Absent extreme circumstances, breach of peace offenses are generally charged as misdemeanors. The most common related charges are peace disturbance and public intoxication. While the broad meaning implied by these two charges may lead you to believe there is no way to defend such a charge, that assumption would be wrong. Due to the nature of these charges and the impact that subjective, rather than objective reasoning may have on the decision to arrest, it is wise to consult with an attorney. Other times, these charges may stem from a larger incident, and an attorney may be able to negotiate a plea deal which will result in the charges being dropped.
Littering is a big deal in Missouri, which you should know if you’ve ever driven on a rural highway and seen the signs warning of a maximum fine of $1,000, and a potential one-year sentence in jail. If a law enforcement officer observes you littering, there may not be much along the lines of a defense to the charges. However, charges may brought with circumstantial evidence, such as waste with your name on it. In these situations, it may be wise to consult with an attorney. Illegal dumping is a large problem in Missouri, and law enforcement is on the lookout for violators as the amount of construction projects continues to increase year after year.
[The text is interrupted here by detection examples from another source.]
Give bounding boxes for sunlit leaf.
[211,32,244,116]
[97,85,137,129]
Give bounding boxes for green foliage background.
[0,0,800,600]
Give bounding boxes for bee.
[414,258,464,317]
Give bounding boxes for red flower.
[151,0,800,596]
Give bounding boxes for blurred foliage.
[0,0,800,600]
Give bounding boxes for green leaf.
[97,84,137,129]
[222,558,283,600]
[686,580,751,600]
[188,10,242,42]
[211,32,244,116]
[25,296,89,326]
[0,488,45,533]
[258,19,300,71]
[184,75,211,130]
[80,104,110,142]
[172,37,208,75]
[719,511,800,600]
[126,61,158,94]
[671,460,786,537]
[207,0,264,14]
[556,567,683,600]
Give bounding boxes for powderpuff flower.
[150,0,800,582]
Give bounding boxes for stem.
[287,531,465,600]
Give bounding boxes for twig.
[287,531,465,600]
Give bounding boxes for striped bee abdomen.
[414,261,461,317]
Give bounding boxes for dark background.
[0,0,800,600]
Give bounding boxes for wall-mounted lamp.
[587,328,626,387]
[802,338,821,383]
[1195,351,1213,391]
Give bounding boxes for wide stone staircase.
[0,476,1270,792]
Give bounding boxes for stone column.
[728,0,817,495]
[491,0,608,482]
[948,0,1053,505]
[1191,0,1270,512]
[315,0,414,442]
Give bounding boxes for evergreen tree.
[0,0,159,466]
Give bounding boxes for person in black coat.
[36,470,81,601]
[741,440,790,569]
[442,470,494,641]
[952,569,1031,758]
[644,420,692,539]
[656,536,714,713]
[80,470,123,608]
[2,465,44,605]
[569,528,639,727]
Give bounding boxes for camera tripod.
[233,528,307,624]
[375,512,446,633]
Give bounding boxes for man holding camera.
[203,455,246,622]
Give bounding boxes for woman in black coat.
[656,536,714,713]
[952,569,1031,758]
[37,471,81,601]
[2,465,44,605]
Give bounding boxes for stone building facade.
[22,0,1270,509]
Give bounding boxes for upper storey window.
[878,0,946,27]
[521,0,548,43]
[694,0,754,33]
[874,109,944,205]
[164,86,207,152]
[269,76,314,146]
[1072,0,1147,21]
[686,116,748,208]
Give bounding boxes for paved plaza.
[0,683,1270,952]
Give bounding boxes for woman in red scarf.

Gone are the days of street corner solicitation busts. The terms may sound a bit antiquated – but prostitution and pandering (“pimping”) charges arise often in the age of social media, dating apps, and hookup culture. Sometimes, these charges can arise from a sting operation conducted by law enforcement. A person charged with a crime of this nature might genuinely believe they weren’t doing anything wrong, which is itself not a legal defense, but may be relevant in asserting an affirmative defense such as entrapment. If you find yourself being charged with pandering, promoting, patronizing, or soliciting a prostitute, it is important you protect your legal interests and consult with an attorney.
If you have been charged with a person crime in Missouri, it is important to invoke your 5th amendment rights to counsel and remain silent. If the charges result from an illegal stop or search, they may be subject to dismissal for violating the 4th amendment right against unreasonable search and seizure. It is important to consult with an attorney before accepting a plea or admitting guilt in any way.